Building on theories of historical justice, reconciliation and transformative change, this article investigates how 293 secondary school students make sense of the difficult past, present and future of the Romani in a national history test. Using qualitative and quantitative text analysis, this study seeks to explore whom students foreground as agents of change in regard to the Roma past, present and future. Considering the past and looking to the future, the inquiry led students to narrate four scenarios: no change; a regression to a past state of no rights; a development for the better; a future free from oppression. While the students underscored the importance of a shared responsibility for Roma rights, they stressed the nation state as the single most important agent of change for Roma rights in the present and future. Against the backdrop of justice and change, this study argues that while students realise and recognise Roma rights through their narrational practices, and thus may become empowered to act for a just future, these narratives also re-establish historical cultural and ethnic group boundaries which potentially may disempower young learners.

Highlights

  • The last decades have seen a proliferation of calls for historical justice, that is, the desire to right past wrongs, in both post-conflict societies and more established democracies (Neumann and Thompson, 2015)
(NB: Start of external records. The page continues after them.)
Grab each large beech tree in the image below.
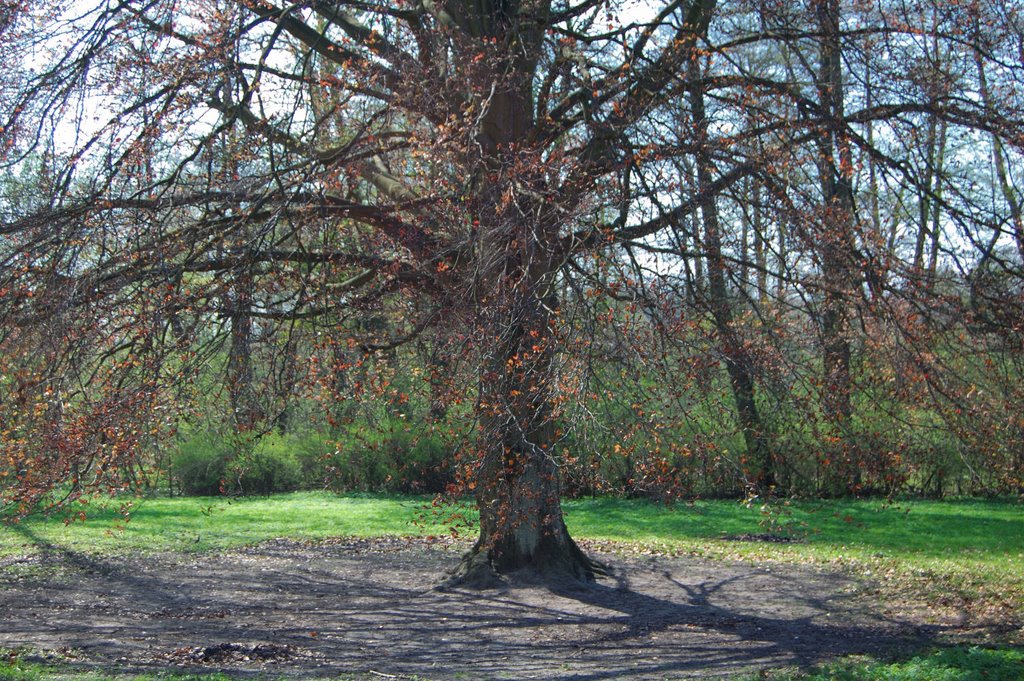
[0,0,1020,583]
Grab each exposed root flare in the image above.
[439,538,612,590]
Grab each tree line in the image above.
[0,0,1024,581]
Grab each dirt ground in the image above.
[0,540,950,679]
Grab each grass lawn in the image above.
[0,493,1024,681]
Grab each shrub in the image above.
[171,432,234,497]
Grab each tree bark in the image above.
[814,0,855,437]
[688,51,775,493]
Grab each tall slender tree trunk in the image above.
[687,53,775,492]
[812,0,860,477]
[227,269,263,433]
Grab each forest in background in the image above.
[0,0,1024,528]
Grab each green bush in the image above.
[171,430,306,497]
[171,432,234,497]
[227,433,303,495]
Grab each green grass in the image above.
[0,493,1024,681]
[0,493,456,556]
[0,646,1024,681]
[0,493,1024,573]
[765,646,1024,681]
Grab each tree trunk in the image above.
[227,267,263,433]
[450,50,605,587]
[453,282,606,588]
[688,53,775,493]
[815,0,858,436]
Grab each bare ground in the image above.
[0,540,966,679]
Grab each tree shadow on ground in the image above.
[0,529,958,680]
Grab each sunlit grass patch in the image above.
[761,646,1024,681]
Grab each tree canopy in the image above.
[0,0,1024,581]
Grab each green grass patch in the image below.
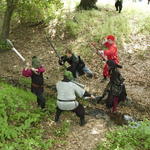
[0,82,55,150]
[97,121,150,150]
[54,10,131,59]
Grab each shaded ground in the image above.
[0,3,150,150]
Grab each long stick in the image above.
[90,43,106,61]
[7,39,25,62]
[46,37,61,59]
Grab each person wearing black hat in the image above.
[59,49,93,78]
[55,71,95,126]
[22,56,45,109]
[98,60,127,112]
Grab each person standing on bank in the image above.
[59,50,93,78]
[97,35,119,81]
[98,60,127,112]
[115,0,123,13]
[22,56,45,109]
[55,71,95,126]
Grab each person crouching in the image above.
[55,71,94,126]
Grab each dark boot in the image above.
[80,118,86,126]
[55,107,63,122]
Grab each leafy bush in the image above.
[0,83,53,150]
[65,20,79,38]
[16,0,62,23]
[0,40,11,51]
[97,121,150,150]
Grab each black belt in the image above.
[58,99,75,102]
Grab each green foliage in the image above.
[65,20,79,38]
[0,83,53,150]
[139,17,150,35]
[0,40,11,51]
[16,0,62,23]
[19,77,31,87]
[57,10,131,59]
[97,121,150,150]
[54,121,70,137]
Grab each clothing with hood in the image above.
[103,35,119,77]
[22,56,45,108]
[55,71,91,125]
[103,60,127,112]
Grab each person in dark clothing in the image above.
[55,71,95,126]
[59,50,93,78]
[22,56,45,109]
[115,0,123,13]
[98,60,127,112]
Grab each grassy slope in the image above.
[0,82,55,150]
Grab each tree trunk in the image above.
[79,0,97,10]
[0,0,16,40]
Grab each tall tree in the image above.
[0,0,18,40]
[79,0,97,10]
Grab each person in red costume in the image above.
[98,35,119,81]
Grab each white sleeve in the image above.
[72,83,85,97]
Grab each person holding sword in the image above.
[22,56,45,109]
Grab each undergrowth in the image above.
[97,120,150,150]
[0,82,55,150]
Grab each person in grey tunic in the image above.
[55,71,95,126]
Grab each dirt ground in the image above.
[0,9,150,150]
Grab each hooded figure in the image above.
[22,56,45,108]
[98,60,127,112]
[59,50,93,78]
[55,71,93,126]
[98,35,119,81]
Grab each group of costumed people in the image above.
[22,35,127,126]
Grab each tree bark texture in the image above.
[79,0,97,10]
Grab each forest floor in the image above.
[0,1,150,150]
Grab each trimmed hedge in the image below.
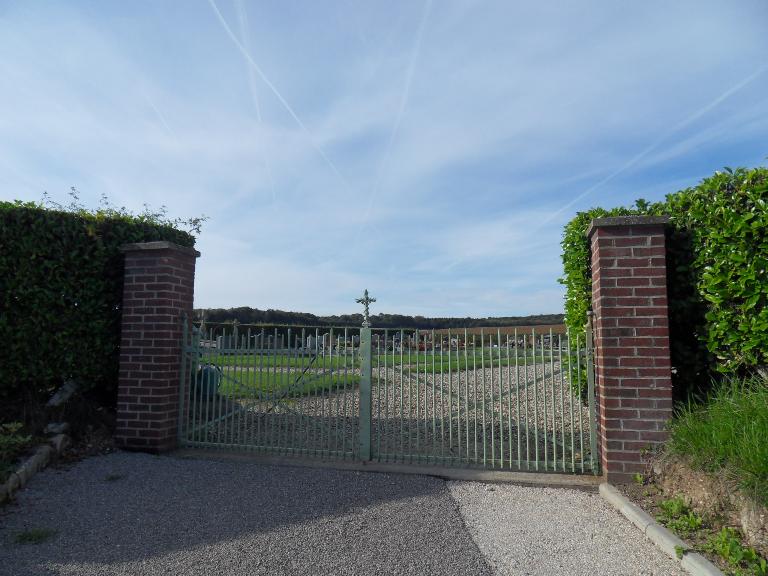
[0,201,195,417]
[560,168,768,398]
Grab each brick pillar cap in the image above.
[587,216,669,238]
[120,240,200,258]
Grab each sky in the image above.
[0,0,768,317]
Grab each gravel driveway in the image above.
[0,453,679,576]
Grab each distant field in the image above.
[430,324,566,336]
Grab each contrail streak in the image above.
[235,0,277,207]
[144,93,176,138]
[536,66,768,230]
[356,0,432,236]
[208,0,351,188]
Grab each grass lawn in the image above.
[219,366,360,398]
[670,377,768,506]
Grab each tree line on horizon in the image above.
[194,306,564,330]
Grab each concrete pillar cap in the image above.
[586,216,669,238]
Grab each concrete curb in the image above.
[0,434,69,504]
[600,482,724,576]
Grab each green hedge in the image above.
[0,202,195,417]
[560,168,768,398]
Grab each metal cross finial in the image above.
[355,288,376,328]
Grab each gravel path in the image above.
[448,482,686,576]
[0,453,491,576]
[0,453,682,576]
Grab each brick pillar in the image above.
[587,216,672,484]
[116,242,200,452]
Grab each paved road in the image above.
[0,453,677,576]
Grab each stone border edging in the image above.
[0,434,70,504]
[600,482,724,576]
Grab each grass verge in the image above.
[669,377,768,506]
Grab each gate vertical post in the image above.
[359,327,372,461]
[585,311,600,474]
[587,216,672,483]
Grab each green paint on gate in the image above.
[179,300,599,474]
[358,328,371,460]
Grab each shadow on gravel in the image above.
[0,453,490,575]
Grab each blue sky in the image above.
[0,0,768,316]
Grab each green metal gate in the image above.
[179,323,599,474]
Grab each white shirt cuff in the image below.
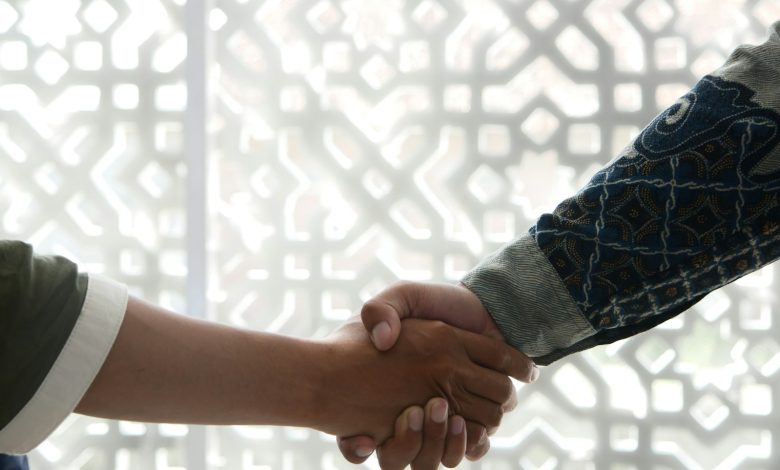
[0,275,127,454]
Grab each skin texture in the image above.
[76,298,530,448]
[339,282,539,468]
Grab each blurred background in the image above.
[0,0,780,470]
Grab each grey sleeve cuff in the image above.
[462,234,596,364]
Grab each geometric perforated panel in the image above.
[0,0,780,470]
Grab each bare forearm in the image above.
[76,299,319,427]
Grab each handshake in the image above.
[322,282,539,470]
[75,283,538,470]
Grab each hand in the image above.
[352,282,539,460]
[310,320,531,442]
[338,398,478,470]
[360,282,504,351]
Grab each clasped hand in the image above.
[320,302,533,469]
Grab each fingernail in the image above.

  • In Sweden, such calls have led to reconciliatory investigations of abuse and human rights violations towards the Swedish Romani minority in the past and present. These investigations resulted in state-sponsored knowledge production through White Papers and teaching materials for schools (Government Offices, 2010, 2011, 2015). In this new era of reconciliation, indigenous history was established as new statutory content in secondary school history education, and the syllabus stated that students ought to obtain ‘knowledge about the cultures, languages, religion and history of the national minorities (Jews, Roma, indigenous Samis, Sweden Finns and Tornedalians)’ (Skolverket, 2011: 11)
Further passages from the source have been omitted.